President Donald Trump is willing to sign a $1.3 trillion coronavirus relief bill, a top aide said on Friday, but Democratic House of Representatives Speaker Nancy Pelosi said the sum was not enough to meet the needs of the American people.
Trump said later that Pelosi was only interested in bailing out states run by Democrats, casting doubt on chances of reviving stalled talks for another round of fiscal stimulus.
The new figure was put forward by White House Chief of Staff Mark Meadows, marking a $300 billion increase from an initial $1 trillion offer from the White House and Senate Republicans.
Three weeks after talks on Capitol Hill broke down without a deal on legislation to help Americans suffering from the coronavirus pandemic, Meadows said the Republican president was "right now willing to sign something at $1.3 trillion."
Hours later, Pelosi in a statement repeated her call for a $2.2 trillion bill and said Meadows' offer would not meet the needs of American workers and families.

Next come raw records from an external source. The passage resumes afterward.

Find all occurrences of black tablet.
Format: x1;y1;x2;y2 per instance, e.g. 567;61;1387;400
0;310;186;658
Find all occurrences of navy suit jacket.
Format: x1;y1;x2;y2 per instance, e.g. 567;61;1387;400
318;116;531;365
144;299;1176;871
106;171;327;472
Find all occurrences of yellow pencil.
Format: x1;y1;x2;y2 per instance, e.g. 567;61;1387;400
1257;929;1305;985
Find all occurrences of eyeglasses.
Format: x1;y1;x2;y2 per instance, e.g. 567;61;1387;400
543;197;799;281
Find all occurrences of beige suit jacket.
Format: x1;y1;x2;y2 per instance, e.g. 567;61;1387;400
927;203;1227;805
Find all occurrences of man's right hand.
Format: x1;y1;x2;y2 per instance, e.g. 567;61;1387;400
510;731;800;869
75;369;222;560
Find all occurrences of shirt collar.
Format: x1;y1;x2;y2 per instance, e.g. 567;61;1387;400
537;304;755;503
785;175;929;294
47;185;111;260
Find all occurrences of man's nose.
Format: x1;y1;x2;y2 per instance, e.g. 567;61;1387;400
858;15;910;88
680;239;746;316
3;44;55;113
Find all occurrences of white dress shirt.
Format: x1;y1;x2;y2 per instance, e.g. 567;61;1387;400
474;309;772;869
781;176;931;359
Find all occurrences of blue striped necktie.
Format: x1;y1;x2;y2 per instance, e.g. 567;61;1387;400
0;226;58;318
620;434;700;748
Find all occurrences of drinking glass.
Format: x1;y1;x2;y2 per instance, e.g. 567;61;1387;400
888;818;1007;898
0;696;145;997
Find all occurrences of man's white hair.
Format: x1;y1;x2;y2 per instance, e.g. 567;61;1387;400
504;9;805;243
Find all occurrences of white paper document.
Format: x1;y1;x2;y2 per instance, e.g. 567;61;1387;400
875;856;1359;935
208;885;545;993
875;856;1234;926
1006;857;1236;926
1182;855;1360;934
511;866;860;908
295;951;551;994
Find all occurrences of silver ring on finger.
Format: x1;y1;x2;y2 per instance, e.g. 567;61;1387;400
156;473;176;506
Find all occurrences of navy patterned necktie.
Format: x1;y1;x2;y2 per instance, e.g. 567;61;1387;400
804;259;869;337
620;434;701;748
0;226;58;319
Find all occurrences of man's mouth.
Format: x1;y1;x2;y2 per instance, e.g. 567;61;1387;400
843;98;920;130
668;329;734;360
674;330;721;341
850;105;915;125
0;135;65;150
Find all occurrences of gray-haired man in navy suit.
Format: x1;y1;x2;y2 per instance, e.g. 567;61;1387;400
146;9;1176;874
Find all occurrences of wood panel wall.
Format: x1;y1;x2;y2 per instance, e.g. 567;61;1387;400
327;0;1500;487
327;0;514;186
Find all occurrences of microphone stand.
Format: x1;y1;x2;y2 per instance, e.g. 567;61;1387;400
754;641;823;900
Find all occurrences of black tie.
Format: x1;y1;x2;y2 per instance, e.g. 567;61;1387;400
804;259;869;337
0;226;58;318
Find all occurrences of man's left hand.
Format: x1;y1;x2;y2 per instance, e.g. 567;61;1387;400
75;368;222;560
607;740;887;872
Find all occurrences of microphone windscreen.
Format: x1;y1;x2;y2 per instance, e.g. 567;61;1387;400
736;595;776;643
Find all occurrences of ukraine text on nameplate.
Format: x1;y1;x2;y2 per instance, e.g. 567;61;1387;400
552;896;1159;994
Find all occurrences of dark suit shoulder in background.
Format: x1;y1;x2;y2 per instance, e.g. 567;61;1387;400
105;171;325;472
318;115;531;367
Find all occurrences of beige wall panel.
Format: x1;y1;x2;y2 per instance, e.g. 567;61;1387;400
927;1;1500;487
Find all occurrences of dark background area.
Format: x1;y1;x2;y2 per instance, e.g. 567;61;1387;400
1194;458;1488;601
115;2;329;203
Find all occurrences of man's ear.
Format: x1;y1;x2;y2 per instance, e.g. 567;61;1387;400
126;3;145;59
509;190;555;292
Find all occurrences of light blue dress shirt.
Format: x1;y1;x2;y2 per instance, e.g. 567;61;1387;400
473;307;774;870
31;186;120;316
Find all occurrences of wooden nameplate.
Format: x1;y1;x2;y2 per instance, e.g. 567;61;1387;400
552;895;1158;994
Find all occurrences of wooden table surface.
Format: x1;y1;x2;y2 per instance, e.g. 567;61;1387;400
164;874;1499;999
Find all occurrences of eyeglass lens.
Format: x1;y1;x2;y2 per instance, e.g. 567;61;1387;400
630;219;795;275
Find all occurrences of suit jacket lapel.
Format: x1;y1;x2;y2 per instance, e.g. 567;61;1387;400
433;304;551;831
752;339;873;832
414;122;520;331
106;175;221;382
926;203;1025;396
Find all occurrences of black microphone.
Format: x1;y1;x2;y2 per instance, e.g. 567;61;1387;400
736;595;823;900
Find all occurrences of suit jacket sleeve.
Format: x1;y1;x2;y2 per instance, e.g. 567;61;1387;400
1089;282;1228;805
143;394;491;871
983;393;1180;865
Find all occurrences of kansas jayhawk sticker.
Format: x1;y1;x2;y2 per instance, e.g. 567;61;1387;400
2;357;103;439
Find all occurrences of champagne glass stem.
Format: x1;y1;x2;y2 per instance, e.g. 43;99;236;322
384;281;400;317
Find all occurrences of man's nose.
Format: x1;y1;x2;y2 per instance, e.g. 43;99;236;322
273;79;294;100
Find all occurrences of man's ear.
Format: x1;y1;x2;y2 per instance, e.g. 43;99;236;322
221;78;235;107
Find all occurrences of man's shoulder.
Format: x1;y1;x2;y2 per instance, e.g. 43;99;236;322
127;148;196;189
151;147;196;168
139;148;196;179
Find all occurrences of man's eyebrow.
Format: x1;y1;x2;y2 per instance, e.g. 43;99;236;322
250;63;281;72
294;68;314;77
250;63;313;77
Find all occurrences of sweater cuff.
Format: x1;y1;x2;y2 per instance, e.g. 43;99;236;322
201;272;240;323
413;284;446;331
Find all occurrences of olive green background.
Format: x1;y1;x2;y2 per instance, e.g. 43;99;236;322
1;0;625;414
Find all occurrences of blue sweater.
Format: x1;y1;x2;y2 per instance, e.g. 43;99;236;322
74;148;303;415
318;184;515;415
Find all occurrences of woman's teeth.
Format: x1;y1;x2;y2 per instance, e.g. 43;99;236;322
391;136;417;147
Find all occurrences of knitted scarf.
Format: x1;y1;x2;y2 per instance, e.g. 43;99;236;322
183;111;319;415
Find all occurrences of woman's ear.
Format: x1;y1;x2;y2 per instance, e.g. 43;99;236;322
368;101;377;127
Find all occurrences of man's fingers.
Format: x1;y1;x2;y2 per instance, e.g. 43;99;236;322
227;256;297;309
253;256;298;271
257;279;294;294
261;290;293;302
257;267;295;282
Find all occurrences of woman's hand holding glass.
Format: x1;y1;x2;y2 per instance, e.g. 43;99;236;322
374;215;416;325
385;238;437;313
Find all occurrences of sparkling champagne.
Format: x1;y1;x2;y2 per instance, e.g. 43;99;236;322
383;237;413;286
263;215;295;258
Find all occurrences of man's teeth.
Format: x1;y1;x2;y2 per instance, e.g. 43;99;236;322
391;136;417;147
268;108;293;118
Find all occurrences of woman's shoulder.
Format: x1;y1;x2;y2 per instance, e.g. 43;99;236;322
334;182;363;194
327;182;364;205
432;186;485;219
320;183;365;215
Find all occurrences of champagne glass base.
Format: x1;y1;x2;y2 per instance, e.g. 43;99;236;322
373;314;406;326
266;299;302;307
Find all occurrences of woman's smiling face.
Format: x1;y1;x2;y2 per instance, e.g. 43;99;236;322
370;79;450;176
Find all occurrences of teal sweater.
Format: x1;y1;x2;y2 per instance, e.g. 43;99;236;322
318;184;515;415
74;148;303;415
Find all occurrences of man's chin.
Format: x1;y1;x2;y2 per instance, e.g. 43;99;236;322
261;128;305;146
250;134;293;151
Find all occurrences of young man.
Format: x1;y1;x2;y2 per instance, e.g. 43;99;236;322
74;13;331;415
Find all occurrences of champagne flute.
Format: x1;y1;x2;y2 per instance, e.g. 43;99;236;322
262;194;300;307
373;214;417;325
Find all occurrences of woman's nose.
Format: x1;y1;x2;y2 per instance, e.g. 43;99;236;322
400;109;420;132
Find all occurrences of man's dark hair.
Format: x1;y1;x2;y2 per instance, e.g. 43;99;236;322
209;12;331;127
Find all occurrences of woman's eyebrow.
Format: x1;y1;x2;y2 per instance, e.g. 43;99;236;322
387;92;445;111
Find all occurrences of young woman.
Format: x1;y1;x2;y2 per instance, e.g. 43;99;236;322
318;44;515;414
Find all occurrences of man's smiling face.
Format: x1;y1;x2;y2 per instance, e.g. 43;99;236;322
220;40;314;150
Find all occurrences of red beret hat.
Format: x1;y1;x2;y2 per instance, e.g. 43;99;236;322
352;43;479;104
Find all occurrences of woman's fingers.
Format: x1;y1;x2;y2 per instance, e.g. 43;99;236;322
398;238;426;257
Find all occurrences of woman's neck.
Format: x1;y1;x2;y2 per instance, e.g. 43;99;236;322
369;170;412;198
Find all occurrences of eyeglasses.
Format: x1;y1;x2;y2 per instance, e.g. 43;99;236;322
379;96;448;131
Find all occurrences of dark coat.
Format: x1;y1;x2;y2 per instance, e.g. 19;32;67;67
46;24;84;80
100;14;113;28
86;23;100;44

Pelosi said, among other things, the Republicans "are rejecting the funding needed for testing and tracing to crush the virus and safely reopen schools and the economy."
She said she hoped the Republicans would accept the Democratic offer and resume negotiations.
Asked about talks between Pelosi and Meadows about another stimulus package, Trump told reporters aboard Air Force One on a flight to Washington from New Hampshire: “My impression is she wants to give no stimulus, all she wants is bailout for badly run Democrat states.”
He said another stimulus package would be good.
The Democratic-led House in May passed a $3.4 trillion coronavirus relief bill, which was not taken up by the Republican-dominated Senate.
Pelosi said on Thursday after a 25-minute phone call with Meadows that Democrats were willing to go down to $2.2 trillion and demanded that the Trump administration accept that figure before negotiations could resume.
The $1.3 trillion has been offered in private, Meadows said. Negotiations have involved Pelosi, Meadows, Treasury Secretary Steven Mnuchin and Senate Democratic leader Chuck Schumer.